As I said, that pod resource runs containers inside Kubernetes. But who decides on which node the container should run? As Kubernetes is a multi-node system, someone has to decide where the container will run.

This is where the scheduler component comes into the picture.

Scheduler

A program that watches for newly created pods with no assigned worker node selects a worker node for them to run on

But what goes into the selection of worker nodes?

There are many stages involved in the selection process, but the important ones are:

1. Filtering

The goal of this state is to filter out the worker nodes that cannot host the pod for some reason; at the end of this stage, we have nodes on which pods can be scheduled.

Reasons for not hosting:

• Taints and Tolerance
• CPU and Memory requests
• Node selector

• At the end of this stage, based on the length of the schedulable node list following scenarios can occur:

  • Length equal to 0:  Then, the pod will remain pending till this condition is remedied.
  • Length equal to 1:  The scheduling can occur without any actions.
  • Length greater than 1:  It moves to the next stages of scheduling.

2. Scoring

This stage aims to assign scores to schedulable nodes based on server rules. At the end of this stage, the node with the highest score is selected for the scheduling of Pod.

Example of rules used for evaluation:

• Node affinity and anti-affinity
• Does the node have a container image already?
• Lower workload utilization will give you a higher result.

• This is what a scheduler does at a high level.

Until now, We have only decided what to do and how to do it regarding our nginx deployment. But I haven’t taken any action actually to run the container.

So observation can be made that whatever components that we have seen the action as the brain of the cluster which has the decision-making capability of the entire cluster.

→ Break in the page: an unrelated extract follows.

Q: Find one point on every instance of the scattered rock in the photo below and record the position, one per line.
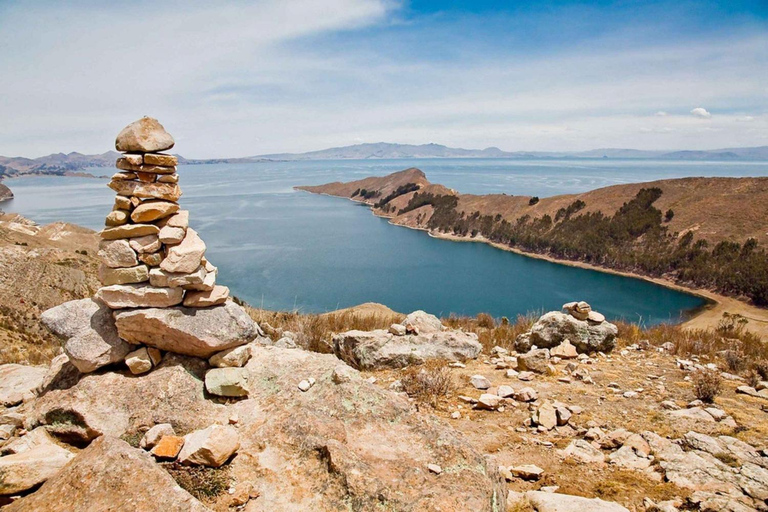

In the Kubernetes architecture, a separation is made between the decision-making components called Master Node and components that execute the decisions called Worker Node.

As you have seen, our nginx deployment has interacted with the master node in its journey. It’s time to go to the final destination.

Ahh, finally, we have some progress in running containers. So who runs our containers in the worker node? The answer is Kubelet.

Kubelet

A program that watches for pods assigned to the worker node (itself) and ensures the containers specified in the pod spec are running on the node

Internally, kubelet uses many low-level technologies for running containers, for example:

• Container Runtime Interface
• Container Runtime (containers, Docker, Podman, etc.)
• Runs

All these low-level technologies will require a separate article; comment below if you want a separate article on them. But here is a quick image for an overview.

Finally, with the help of the kubelet component, our nginx container is running successfully. 

Ending Note

Generalized diagram of what we have learned.

We haven’t discussed 2 main Kubernetes components:

• Cloud Control Manager
• Kube Proxy

I’ll be writing a separate article on it, explaining the journey of an HTTP request in Kubernetes.